Luego la ventana se cerró y para mi sorpresa
escuché el ruido que hacían los cerrojos al ser descorridos del lado de adentro
de la puerta. Sin tiempo para tomar
ninguna decisión, la puerta se abrió y una rubia se materializó frente a mí.
Sin vacilar pero también sin brusquedad, la aparté con la mano y entré. Carolina abrió grandes los ojos y cuando la
boca se torcía como para emitir algo, la tomé del brazo apartándola del vano y
cerré la puerta de un empujón. Antes que
pudiera reaccionar la abracé de costado con mi brazo derecho.

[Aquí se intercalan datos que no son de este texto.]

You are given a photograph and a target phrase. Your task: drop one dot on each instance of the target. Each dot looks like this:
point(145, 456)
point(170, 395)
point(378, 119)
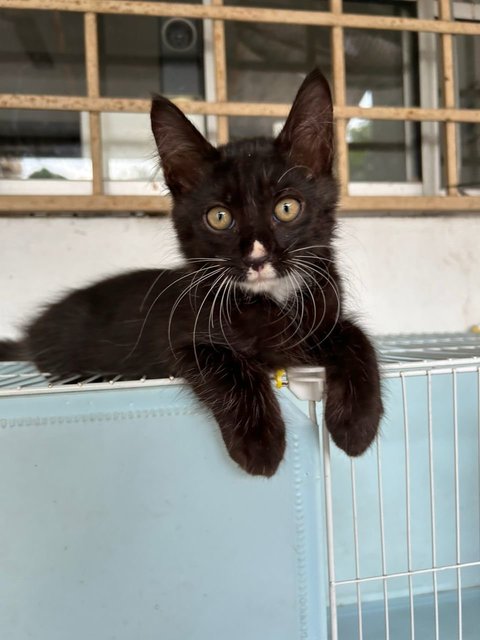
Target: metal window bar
point(336, 19)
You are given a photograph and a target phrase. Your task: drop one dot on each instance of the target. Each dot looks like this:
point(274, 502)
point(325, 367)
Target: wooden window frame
point(448, 115)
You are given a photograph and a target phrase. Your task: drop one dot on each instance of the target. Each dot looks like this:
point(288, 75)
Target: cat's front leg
point(353, 406)
point(240, 395)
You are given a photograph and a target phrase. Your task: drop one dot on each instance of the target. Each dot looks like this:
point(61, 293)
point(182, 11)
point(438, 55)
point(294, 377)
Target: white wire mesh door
point(403, 521)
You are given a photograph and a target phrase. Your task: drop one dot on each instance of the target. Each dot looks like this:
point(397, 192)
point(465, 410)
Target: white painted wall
point(402, 274)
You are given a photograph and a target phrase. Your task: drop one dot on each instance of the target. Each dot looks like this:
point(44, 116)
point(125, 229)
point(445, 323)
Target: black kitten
point(260, 290)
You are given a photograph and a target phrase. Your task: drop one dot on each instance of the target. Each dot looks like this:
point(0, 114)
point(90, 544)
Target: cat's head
point(258, 211)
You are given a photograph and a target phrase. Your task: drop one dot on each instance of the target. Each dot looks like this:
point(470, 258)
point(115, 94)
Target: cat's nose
point(256, 264)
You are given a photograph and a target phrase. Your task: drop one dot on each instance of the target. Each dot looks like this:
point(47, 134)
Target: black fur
point(200, 322)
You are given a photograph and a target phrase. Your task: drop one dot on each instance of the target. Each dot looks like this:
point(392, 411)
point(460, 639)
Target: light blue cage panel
point(135, 521)
point(123, 517)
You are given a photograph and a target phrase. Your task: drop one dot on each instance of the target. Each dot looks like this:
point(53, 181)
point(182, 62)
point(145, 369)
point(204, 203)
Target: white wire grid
point(405, 360)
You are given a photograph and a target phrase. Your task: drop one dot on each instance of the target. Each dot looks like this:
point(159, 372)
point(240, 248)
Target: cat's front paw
point(352, 419)
point(258, 452)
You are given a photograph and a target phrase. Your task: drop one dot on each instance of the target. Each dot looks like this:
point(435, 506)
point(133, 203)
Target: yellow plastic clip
point(279, 373)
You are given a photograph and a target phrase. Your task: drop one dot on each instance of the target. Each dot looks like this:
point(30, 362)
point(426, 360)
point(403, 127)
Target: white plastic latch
point(307, 383)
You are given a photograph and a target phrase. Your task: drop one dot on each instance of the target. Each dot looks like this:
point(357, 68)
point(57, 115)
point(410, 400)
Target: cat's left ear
point(307, 137)
point(184, 153)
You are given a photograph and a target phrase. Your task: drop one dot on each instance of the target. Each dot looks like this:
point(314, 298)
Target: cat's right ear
point(184, 152)
point(307, 137)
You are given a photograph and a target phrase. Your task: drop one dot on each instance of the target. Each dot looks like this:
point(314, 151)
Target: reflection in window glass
point(42, 52)
point(467, 49)
point(140, 55)
point(381, 151)
point(43, 145)
point(129, 151)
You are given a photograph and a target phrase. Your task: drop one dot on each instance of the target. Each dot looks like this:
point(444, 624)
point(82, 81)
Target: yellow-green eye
point(219, 218)
point(287, 209)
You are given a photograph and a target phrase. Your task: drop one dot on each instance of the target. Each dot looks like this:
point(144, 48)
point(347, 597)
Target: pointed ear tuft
point(307, 137)
point(184, 153)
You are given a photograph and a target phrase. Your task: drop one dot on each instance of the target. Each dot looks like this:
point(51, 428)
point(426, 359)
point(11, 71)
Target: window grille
point(448, 118)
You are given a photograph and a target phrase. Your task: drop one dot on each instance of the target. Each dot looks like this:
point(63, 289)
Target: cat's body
point(259, 290)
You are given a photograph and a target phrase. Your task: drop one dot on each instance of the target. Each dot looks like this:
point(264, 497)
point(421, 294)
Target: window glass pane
point(383, 151)
point(44, 145)
point(266, 63)
point(246, 127)
point(42, 52)
point(140, 55)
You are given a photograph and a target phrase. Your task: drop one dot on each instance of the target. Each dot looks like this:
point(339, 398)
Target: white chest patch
point(280, 289)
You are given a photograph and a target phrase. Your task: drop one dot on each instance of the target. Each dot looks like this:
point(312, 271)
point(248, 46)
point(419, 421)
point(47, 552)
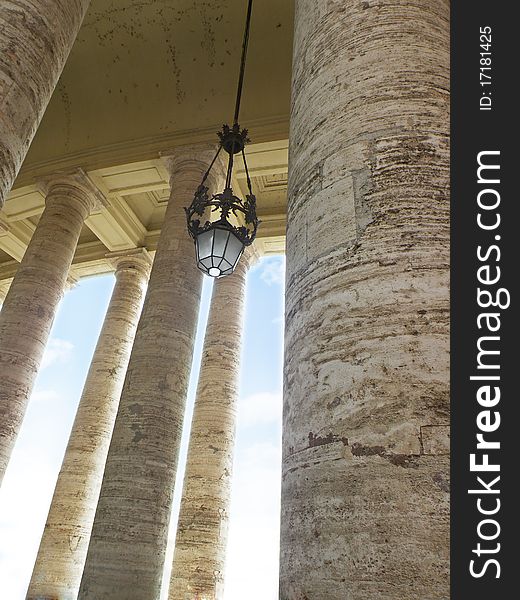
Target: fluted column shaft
point(365, 492)
point(35, 41)
point(63, 548)
point(200, 545)
point(30, 305)
point(125, 558)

- No grites – le dije – No hagas nada.
Ella temblaba.
Estaba vestida con unos jeans gastados y una blusa holgada sin nada
abajo.
Finalmente emitió un leve quejido casi
inaudible. Me dio un poco de pena.
- No tengas miedo, no pasa nada – ella no me
miraba, tenía la vista clavada en el piso -¿Dónde está tu hermana?
No me contestó enseguida.
- Vamos, decime dónde está tu hermana.
Otro gemido.
La sacudí un poco con el brazo que la retenía.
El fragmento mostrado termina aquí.